Deck guarantees at-least-once delivery. The same event may arrive more than once, especially after retries. Use the event id as a deduplication key and design your processing to be idempotent — use upserts instead of inserts, and check state before mutating.
app.post("/webhooks/deck", async (req, res) => {
  const event = req.body;

  const alreadyProcessed = await db.eventLog.findUnique({
    where: { event_id: event.id },
  });

  if (alreadyProcessed) {
    return res.status(200).json({ received: true });
  }

  await processEvent(event);

  await db.eventLog.create({
    data: { event_id: event.id, processed_at: new Date() },
  });

  res.status(200).json({ received: true });
});

Handle out-of-order delivery

Events may not arrive in order.
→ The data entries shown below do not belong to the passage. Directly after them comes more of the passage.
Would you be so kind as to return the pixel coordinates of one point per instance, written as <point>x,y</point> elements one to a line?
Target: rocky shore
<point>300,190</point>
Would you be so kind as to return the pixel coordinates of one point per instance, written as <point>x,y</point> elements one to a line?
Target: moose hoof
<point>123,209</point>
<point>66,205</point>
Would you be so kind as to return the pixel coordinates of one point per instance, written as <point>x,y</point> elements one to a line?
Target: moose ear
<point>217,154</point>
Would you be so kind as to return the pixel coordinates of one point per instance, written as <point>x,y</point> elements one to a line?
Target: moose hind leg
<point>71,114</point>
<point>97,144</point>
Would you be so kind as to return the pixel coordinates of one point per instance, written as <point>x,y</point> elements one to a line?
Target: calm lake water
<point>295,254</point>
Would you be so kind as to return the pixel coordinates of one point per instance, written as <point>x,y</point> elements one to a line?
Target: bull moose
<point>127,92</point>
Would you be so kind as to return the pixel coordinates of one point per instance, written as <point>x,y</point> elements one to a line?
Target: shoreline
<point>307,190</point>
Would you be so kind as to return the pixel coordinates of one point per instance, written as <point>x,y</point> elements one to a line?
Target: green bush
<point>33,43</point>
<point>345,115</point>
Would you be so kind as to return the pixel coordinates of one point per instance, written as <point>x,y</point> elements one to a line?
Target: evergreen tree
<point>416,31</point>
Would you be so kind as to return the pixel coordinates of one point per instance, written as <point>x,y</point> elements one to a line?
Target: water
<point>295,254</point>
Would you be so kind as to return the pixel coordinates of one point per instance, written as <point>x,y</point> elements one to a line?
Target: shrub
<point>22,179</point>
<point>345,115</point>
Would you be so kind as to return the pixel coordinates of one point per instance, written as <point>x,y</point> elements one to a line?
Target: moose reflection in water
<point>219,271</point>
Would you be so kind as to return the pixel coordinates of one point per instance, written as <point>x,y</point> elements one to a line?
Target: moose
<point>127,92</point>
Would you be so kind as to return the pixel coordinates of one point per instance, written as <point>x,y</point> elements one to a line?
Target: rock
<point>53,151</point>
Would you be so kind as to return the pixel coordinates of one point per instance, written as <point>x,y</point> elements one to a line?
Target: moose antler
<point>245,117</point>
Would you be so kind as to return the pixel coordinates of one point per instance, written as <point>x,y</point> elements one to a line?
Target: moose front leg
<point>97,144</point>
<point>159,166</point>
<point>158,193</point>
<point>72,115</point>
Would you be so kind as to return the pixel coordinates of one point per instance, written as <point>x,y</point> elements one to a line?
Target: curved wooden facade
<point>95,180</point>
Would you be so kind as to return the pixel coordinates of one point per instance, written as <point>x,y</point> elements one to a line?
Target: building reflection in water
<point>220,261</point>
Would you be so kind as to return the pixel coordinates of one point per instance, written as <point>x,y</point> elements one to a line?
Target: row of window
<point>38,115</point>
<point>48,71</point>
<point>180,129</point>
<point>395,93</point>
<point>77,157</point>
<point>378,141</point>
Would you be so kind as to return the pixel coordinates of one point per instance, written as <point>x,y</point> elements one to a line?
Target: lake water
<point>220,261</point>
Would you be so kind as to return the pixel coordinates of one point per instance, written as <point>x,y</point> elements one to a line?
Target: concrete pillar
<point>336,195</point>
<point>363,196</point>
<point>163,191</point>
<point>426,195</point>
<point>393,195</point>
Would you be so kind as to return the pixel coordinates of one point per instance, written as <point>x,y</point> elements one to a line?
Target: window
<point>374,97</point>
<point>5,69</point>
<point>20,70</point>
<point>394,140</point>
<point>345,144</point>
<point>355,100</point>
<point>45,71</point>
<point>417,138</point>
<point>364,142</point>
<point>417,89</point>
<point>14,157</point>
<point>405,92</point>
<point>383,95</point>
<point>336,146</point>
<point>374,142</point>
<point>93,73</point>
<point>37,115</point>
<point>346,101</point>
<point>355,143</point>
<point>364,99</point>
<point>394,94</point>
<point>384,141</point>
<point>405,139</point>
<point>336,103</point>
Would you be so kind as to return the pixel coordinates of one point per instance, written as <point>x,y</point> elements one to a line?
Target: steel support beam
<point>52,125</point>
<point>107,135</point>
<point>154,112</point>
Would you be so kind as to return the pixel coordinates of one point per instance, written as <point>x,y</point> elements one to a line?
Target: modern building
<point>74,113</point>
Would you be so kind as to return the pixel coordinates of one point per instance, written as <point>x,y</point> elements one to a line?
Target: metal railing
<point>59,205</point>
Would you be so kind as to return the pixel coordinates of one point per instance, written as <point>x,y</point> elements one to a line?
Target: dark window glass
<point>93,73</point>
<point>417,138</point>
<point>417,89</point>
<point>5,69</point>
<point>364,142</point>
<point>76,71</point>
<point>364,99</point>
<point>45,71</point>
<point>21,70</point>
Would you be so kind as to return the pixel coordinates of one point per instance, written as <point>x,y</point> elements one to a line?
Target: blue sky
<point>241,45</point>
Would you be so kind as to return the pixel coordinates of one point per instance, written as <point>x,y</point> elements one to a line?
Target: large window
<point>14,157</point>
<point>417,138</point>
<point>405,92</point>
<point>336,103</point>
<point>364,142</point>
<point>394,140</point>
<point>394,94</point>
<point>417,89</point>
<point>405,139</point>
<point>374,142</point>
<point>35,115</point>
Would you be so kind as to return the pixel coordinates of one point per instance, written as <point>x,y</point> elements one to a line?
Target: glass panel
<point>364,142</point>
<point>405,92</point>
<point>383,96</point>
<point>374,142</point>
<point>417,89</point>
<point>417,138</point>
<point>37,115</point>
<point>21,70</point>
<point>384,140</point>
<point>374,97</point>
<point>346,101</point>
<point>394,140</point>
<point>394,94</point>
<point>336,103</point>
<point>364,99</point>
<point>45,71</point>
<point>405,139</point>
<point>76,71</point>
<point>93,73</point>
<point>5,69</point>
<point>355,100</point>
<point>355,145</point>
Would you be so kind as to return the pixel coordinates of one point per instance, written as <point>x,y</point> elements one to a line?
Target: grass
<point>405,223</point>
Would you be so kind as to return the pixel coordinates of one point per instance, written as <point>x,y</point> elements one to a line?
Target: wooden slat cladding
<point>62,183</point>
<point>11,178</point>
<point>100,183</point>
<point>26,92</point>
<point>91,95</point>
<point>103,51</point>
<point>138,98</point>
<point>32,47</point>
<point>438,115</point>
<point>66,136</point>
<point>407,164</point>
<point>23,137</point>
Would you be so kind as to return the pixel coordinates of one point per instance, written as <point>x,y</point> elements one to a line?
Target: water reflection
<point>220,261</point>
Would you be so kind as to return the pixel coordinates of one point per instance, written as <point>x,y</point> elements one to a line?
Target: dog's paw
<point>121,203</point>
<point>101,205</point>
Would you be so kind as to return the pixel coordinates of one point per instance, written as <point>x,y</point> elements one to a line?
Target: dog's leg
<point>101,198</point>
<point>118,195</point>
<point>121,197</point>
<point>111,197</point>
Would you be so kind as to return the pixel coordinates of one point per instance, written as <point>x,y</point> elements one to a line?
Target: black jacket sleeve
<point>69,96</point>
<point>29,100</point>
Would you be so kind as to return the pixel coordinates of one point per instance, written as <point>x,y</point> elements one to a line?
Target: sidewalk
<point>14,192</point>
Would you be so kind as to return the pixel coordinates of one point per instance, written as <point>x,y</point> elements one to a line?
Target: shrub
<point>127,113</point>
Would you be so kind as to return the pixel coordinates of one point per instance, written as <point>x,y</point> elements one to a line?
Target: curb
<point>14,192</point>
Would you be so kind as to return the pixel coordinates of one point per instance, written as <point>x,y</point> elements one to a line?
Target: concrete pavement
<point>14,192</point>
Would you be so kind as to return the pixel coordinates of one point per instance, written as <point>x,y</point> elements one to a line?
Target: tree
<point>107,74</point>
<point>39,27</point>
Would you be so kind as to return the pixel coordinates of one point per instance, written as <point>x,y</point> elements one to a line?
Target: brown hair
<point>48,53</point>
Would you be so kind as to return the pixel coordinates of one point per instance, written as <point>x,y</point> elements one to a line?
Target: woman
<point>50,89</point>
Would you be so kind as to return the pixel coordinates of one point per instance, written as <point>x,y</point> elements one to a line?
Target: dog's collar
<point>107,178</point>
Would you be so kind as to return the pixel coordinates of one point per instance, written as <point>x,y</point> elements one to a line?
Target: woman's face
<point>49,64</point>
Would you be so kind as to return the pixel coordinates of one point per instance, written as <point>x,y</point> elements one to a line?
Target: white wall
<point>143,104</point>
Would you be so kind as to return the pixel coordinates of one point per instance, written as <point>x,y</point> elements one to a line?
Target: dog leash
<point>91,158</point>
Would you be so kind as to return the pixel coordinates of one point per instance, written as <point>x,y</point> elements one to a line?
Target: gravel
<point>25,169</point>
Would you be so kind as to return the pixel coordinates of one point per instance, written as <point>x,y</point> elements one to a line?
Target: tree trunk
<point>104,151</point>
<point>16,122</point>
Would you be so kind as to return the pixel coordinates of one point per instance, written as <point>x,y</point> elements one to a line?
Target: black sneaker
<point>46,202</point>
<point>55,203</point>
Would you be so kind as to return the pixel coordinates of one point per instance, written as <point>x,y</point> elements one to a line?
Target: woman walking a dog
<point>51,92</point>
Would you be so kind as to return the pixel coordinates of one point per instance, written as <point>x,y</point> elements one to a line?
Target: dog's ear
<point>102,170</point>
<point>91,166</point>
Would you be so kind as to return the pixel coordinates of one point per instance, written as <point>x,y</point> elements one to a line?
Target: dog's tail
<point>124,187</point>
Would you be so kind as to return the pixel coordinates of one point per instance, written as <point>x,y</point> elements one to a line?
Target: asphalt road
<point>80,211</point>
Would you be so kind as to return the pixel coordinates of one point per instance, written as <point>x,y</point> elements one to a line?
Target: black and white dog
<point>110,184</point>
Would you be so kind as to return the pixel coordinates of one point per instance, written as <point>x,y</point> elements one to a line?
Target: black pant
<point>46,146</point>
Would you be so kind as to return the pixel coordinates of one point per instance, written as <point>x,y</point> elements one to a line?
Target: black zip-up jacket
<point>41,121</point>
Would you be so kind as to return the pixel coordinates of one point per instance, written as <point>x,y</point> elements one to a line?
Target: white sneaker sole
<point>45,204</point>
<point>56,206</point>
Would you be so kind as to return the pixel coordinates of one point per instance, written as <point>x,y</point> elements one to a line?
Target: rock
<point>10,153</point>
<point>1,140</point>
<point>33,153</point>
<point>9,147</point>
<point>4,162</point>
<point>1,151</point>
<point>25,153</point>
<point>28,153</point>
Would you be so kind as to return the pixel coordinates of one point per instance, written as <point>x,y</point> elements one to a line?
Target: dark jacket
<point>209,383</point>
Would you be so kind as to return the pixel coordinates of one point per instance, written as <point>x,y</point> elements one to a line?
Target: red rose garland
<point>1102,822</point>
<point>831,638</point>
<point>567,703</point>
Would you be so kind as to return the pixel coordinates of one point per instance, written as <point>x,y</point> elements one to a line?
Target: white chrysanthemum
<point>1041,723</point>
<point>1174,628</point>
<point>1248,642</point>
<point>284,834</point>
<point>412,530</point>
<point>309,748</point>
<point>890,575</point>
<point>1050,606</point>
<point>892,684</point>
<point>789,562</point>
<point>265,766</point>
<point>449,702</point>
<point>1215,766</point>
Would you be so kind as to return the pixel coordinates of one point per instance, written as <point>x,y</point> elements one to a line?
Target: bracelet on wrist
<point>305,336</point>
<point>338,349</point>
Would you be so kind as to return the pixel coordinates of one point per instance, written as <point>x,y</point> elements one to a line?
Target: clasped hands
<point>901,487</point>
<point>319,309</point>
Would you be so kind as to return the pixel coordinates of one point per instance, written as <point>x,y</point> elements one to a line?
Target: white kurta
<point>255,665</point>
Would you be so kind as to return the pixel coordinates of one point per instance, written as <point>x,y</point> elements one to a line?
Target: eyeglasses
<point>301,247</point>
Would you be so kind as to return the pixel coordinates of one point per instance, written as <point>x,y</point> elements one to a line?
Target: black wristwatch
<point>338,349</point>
A task_run.completed event could arrive before task_run.running if the first delivery was retried. Use the event’s created_at timestamp to determine the true sequence — compare it against your last-known state and skip anything older.
async function handleTaskRunEvent(event) {
  const { task_run_id } = event.data;
  const lastSeen = await db.taskRunState.findUnique({
    where: { task_run_id },
  });

  if (lastSeen && new Date(event.created_at) <= new Date(lastSeen.last_event_at)) {
    return; // Stale event, skip
  }

  await db.taskRunState.upsert({
    where: { task_run_id },
    update: {
      status: event.data.status,
      last_event_at: event.created_at,
    },
    create: {
      task_run_id,
      status: event.data.status,
      last_event_at: event.created_at,
    },
  });
}

Build retry-safe endpoints

Design your endpoint to handle the same payload multiple times safely:
  • Return 200 for events you’ve already processed. Never return an error for duplicates.
  • Don’t assume sequential delivery. Your endpoint may receive events from different task runs interleaved.
  • Handle missing context gracefully. If an event references a resource you haven’t seen yet, fetch it from the API or queue the event for later.

Monitor delivery health

Track delivery status through the API to catch integration issues early.

Check for failed deliveries

curl -X GET "https://api.deck.co/v2/event-destinations/{destination_id}/event-deliveries?status=failure" \
  -H "Authorization: Bearer sk_live_..."

Replay failed deliveries

If a delivery failed because of a bug in your handler, fix the bug first, then replay:
curl -X POST "https://api.deck.co/v2/event-deliveries/{event_delivery_id}/replay" \
  -H "Authorization: Bearer sk_live_..."
Replayed deliveries follow the same retry logic. If your endpoint is idempotent, replaying is always safe.

Endpoint availability

Deck retries failed deliveries up to 3 times with exponential backoff. After all retries are exhausted, the destination is set to inactive. To recover, fix the issue, set the destination status back to active via the API or Dashboard, then replay any failed deliveries.